Among his books: Podolye, mayn heym, a poem (Kharkov-Kiev, 1934), 111 pp.; Dos meydl fun moskve, komedye in ferzn in dray aktn (The girl from Moscow, a comedy in verse in three acts) (Kiev: Ukrainian State Publishers for National Minorities, 1940), 133 pp.; A shtibl bam taykh, a poem (Kiev: Ukrainian State Publishers for National Minorities, 1939), 60 pp.  He translated from Ukrainian into Yiddish Oleksandr Korniychuk’s drama Platon kretshet (Platon Krechet) (Kharkov: Ukrainian State Publishers for National Minorities, 1936), 100 pp.  He was also the author of several staged dramas, such as: Veynt nit, mames (Don’t cry, Mothers)—about the German slaughter of Jews.  Among his unpublished, staged plays: A gast fun yener velt (A guest from the other world) (1940); Der pakhdn (The coward) (1943); Gliklekhe bagegenishn (Happy encounters) (1947); and “Keday tsu lebn af der velt” (Worth it to live in the world) (1948). A cycle of his poems appeared in Horizontn (Horizons) (Moscow, 1965); and his play Di erd iz kaylekhdik (The earth is round), Sovetish heymland 4 (1962).

Sources: H. Minik, in Shtern (Minsk) (October-November 1930); B. Shokhet (A. Oyerbakh), in Morgn-zhurnal (New York) (November 5, 1934); I. Fefer, in Eynikeyt (Moscow) (February 7, 1943); H. Bloshteyn and M. Pintshevski, in Eynikeyt (May 29, 1947); N. Mayzil, Dos yidishe shafn un der yidisher arbeter in sovetn-farband (Jewish creation and the Jewish worker in the Soviet Union) (New York, 1959), see index.

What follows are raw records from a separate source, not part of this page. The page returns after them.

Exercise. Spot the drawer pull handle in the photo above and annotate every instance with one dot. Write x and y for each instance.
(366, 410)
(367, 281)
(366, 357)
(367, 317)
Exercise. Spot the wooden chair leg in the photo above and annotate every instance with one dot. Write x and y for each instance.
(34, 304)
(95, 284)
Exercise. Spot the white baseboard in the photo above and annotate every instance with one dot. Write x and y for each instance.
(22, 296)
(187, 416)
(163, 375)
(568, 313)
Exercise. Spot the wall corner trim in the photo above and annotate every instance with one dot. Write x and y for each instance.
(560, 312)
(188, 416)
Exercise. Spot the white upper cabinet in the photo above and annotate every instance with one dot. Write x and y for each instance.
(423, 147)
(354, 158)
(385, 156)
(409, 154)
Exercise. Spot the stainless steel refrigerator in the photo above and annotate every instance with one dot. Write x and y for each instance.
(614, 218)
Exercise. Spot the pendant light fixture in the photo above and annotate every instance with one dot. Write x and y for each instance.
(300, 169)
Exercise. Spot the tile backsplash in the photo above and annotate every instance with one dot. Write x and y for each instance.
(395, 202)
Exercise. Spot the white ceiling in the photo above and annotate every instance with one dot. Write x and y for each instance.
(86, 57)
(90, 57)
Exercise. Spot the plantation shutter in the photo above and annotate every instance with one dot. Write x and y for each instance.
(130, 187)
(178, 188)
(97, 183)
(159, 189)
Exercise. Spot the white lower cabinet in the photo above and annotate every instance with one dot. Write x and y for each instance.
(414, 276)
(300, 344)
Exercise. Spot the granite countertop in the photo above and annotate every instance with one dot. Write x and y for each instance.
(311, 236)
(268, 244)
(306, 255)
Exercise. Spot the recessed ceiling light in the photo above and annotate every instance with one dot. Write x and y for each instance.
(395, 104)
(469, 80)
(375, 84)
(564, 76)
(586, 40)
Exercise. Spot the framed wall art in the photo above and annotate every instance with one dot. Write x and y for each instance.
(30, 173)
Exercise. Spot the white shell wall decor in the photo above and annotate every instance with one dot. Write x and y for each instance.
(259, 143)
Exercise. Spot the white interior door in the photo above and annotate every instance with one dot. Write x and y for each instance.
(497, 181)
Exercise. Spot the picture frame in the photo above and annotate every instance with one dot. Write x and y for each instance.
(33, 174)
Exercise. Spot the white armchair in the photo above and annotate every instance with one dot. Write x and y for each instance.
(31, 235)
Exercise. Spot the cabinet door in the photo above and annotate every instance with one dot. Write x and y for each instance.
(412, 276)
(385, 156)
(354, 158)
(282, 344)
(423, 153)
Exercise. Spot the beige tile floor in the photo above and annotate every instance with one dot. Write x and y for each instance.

[Additional information from: Berl Kagan, comp., Leksikon fun yidish-shraybers (Biographical dictionary of Yiddish writers) (New York, 1986), col. 216; and Chaim Beider, Leksikon fun yidishe shrayber in ratn-farband (Biographical dictionary of Yiddish writers in the Soviet Union), ed. Boris Sandler and Gennady Estraikh (New York: Congress for Jewish Culture, Inc., 2011), pp. 121-22.]